Après avoir approuvé la réorientation de la politique de l'emploi engagée par le Gouvernement, M. Jean-Pierre Fourcade s'est interrogé sur la possibilité, pour les associations d'alphabétisation, de conclure un CIVIS avec une aide de l'État équivalente à 66 % du SMIC. Estimant que le transfert de la gestion du RMI aux départements au 1 er janvier prochain suscitera des difficultés, il a souhaité que le Gouvernement adresse, d'ores et déjà, un signal fort aux collectivités territoriales, en annonçant que la compensation financière du transfert de charge intégrerait, dès 2004, le surcoût entraîné par l'augmentation du nombre d'allocataires du fait de la réforme de l'ASS et il s'est interrogé sur les conséquences de la suppression des commissions locales d'insertion (CLI).

M. François Fillon, ministre des affaires sociales, du travail et de la solidarité, a confirmé que l'alphabétisation entrait dans le champ des missions d'utilité sociale pour lesquelles l'aide financière de l'État au CIVIS était la plus élevée.
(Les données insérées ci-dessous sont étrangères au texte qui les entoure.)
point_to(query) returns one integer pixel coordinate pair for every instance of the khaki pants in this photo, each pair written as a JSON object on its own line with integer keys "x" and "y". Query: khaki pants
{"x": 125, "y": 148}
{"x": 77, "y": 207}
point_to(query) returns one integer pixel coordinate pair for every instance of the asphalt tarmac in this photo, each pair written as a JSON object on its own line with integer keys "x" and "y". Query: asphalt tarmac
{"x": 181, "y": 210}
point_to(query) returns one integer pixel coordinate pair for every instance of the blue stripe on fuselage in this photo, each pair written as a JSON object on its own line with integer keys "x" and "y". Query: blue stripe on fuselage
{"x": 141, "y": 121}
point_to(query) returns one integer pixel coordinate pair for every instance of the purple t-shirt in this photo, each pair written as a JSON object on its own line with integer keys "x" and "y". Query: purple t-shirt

Il a indiqué que le projet de loi portant décentralisation du RMI ne prévoyait pas la suppression des CLI, mais laissait aux départements le soin d'organiser leur activité. Il a déclaré prendre acte de la suggestion de M. Jean-Pierre Fourcade s'agissant de la compensation financière et s'est engagé à la transmettre au ministre des finances.